The controversy known as “Orb-gate” has reared its ugly head in South Africa.
World Cup 2010 has not even kicked off yet and already there has been significant whining about the ball that has been created specifically for the tournament by adidas.
Saddled with the name “Jabulani,” the official orb of South Africa 2010 has not endeared itself to some players, who have described it as “weird,” and “unpredictable.”
Brazilian goaltender Julio Cesar took it one step further, calling the ball “horrible” and comparing it to some cheap brand you would pick up in a department store.
FIFA general secretary Jerome Valcke responded by implying that Brazilian players and coaches were merely looking for excuses by verbally ripping the ball.
Only in soccer ...
By changing both the look and the physical makeup of these orbs for each World Cup, the sport is quite unique, to say the least.

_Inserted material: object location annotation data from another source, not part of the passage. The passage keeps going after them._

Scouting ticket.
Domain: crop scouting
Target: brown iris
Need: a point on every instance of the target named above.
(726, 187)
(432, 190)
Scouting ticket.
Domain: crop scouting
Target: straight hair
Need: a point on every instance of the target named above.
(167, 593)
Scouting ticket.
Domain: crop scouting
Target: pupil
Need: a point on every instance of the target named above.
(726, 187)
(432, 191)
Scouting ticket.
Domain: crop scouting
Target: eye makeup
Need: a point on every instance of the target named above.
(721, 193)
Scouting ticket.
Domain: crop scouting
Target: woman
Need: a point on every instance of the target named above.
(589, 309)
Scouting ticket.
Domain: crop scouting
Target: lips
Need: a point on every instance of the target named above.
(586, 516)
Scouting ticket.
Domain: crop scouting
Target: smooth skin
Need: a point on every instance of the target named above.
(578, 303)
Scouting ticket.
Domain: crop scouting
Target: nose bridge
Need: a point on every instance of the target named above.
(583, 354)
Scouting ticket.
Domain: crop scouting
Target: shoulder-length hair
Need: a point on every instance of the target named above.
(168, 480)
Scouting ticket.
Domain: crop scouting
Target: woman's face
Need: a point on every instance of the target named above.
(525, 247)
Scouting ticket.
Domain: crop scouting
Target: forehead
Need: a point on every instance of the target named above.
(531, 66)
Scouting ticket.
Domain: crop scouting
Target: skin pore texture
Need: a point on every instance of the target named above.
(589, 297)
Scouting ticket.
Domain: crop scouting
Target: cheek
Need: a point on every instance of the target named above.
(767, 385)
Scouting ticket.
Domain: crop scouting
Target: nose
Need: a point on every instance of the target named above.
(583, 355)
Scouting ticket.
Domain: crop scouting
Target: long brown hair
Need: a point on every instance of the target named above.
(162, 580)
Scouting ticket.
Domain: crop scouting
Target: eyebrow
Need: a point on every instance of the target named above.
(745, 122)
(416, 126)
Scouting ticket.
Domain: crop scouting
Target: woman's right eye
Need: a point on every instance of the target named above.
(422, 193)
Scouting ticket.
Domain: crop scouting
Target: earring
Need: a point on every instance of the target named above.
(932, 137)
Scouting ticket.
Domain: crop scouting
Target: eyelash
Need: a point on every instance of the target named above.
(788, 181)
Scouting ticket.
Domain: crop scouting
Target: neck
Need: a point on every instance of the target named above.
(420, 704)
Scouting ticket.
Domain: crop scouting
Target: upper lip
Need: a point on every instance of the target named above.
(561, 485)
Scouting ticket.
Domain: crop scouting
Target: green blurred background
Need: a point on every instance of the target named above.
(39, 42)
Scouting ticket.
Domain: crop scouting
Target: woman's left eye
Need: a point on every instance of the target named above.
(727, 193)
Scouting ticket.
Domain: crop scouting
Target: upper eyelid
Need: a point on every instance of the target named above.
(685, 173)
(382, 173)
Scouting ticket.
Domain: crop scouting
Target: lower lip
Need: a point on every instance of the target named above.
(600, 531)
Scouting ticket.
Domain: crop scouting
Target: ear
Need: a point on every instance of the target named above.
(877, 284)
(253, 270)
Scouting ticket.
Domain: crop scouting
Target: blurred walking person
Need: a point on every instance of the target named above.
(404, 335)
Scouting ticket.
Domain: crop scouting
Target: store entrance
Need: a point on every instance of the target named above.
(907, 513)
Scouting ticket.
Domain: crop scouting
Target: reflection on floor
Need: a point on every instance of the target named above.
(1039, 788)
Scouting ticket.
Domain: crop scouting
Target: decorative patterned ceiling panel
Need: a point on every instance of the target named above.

Imagine if the NHL changed the weight of the puck for each Stanley Cup final. Or if major league baseball altered the number of stitches in its baseballs for every edition of the World Series.
Such is the case with the World Cup ball.
During the 2006 World Cup in Germany, there were complaints that the official orb — called “Teamgeist” — was unpredictable, was too wobbly and, of most concern, lacked accuracy.
Now, four years later, not even a new ball has been able to stop the complaints.